On Location: Penn Brewery in Pittsburgh, Pennsylvania
Pittsburgh has come far since James Parton described it in 1868 as “hell with the lid taken off.”
Gone is the industrial valley choked by its own smoke. In its place is an emerging tech hub. Beautiful parks from the Point to Mount Washington. Two major research universities and an eminent medical center. Downtown neighborhoods re-emerging from de-industrialized slumber. And, through it all, a constant brewing beneath the surface (literally, but we’ll get to that in a moment): beer.
Penn Brewery (800 Vinial St.), situated in the Deutschtown section of Pittsburgh’s Troy Hill neighborhood, provides a prime example of Pittsburgh’s past bridging its future. Located on a complex that has hosted brewers since the mid-19th century, the brewery, which began production in 1986, initially hewed to producing the same German-style lagers that would have been the bread-and-butter of the site’s former occupants. However, following consumer trends toward smaller and more local producers over the last few decades, and the taste shifts that has entailed, the brewery recently added a small-batch system and introduced more vogue styles. These include an IPA with tangerine and vanilla and a hopped Flemish-style sour, not to mention a series of barrel-aged beers aged in local Wigle whiskey barrels.
For those who are from the Pittsburgh area but moved away, like myself, a visit to Penn mirrors the nostalgic comfort of a return to this idiosyncratic home. The mud-red brick of the buildings seeps with the history of Pittsburgh’s century-plus-old industrial age, but without any sense of decay, and inside, the basement and first-floor taprooms are simple, tavernlike affairs with a fussless arrangement. Outside, in a courtyard floored by cobblestone, a biergarten provides a welcome spot to drink in warm weather. There’s a cool breeze even when the wind isn’t blowing—but that, too, we’ll get to later.

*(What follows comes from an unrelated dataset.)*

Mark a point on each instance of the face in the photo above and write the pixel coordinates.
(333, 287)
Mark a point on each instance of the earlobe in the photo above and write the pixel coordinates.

The fare could have been read from a caricature, but I say this with a smile. I personally didn’t opt for the Buffalo chicken pierogies, but I did do my best on a delicious, heaping plate of Pennsylvania-made sausages (kielbasa, bratwurst, Italian, wild boar), as well as a beer flight and cheese plate combo. My grandmother, who accompanied, ordered the Yinzer’s Salad (“yinz” being Pittsburghese for “you all,” a derivative of the area’s Scottish ancestry). And, this being the Steel City “n’at,” it was indeed topped with french fries … as well as eggs and grilled chicken.
If it’s your first visit to Penn Brewery, the cheese plate/beer flight combo is a fantastic introduction: five generous pours of Penn’s classic beers—Penn Gold, Penn Dark, Penn Weizen, Kaiser Pils and Penn IPA—and five cheese pairings for $18. (Note: I subbed out the third selection for a small-batch passionfruit Berliner weisse out of preference for the tropical and lightly lactic kick.) Though I’d recommend following Penn’s suggested pairings, I also advocate for trying your own combinations, including mixing the smoked cheddar with Penn Dark (the sweetness of the dunkel gels well with the cheese’s smoky salinity). In all cases, the beers are easy-drinking but flavorful, and would please both advanced and atavistic palates alike. This is a place for both the old and new Pittsburgh.

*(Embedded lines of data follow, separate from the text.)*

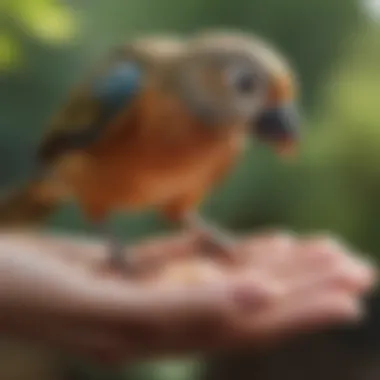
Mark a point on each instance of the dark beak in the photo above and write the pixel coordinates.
(279, 127)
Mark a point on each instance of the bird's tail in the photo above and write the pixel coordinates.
(31, 204)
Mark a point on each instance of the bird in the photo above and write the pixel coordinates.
(159, 124)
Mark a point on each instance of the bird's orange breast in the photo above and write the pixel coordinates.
(156, 155)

Lastly, a visit summary of Penn Brewery wouldn’t be complete without unpacking those mentions of mysterious breezes and brewing underground: From the courtyard, and from within the brewery, Penn has uncovered arched access points into lagering tunnels that likely date back to the complex’s origins in the mid-19th century.

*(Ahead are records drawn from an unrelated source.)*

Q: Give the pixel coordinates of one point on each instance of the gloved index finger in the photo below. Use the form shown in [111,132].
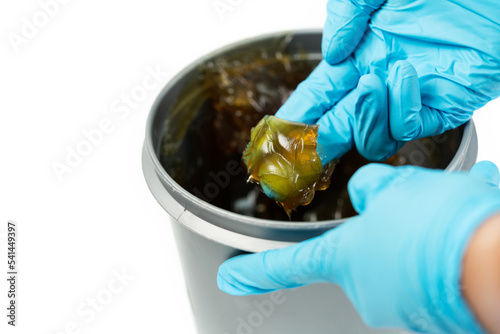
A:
[345,26]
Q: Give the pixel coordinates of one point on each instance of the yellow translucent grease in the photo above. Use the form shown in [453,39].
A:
[281,156]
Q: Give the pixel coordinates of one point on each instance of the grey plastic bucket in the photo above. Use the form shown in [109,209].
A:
[206,235]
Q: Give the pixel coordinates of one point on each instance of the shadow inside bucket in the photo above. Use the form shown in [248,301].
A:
[208,124]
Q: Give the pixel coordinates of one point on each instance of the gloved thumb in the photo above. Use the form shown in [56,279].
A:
[370,180]
[345,26]
[290,267]
[486,171]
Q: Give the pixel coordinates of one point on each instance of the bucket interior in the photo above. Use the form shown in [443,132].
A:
[199,143]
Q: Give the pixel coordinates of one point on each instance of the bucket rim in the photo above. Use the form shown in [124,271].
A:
[194,204]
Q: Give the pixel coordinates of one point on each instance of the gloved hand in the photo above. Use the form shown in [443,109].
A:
[398,70]
[399,261]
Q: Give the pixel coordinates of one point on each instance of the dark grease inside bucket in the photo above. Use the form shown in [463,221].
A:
[208,126]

Though not fully accessible to the public yet, a viewing station and select shallow entries give patrons windows into brewing history. Through them, you can see lagering barrels so old and waterlogged that they’d take on a handprint. You can feel and smell cool cave air, which brewers employed for bottom-fermenting beers before the invention of refrigeration.
Currently, Penn Brewery is working with University of Pittsburgh students to preserve, study, utilize and better understand the tunnels.
“We’ve got a history, but we’re still working on writing the story,” says Penn Brewery partner Linda Nyman.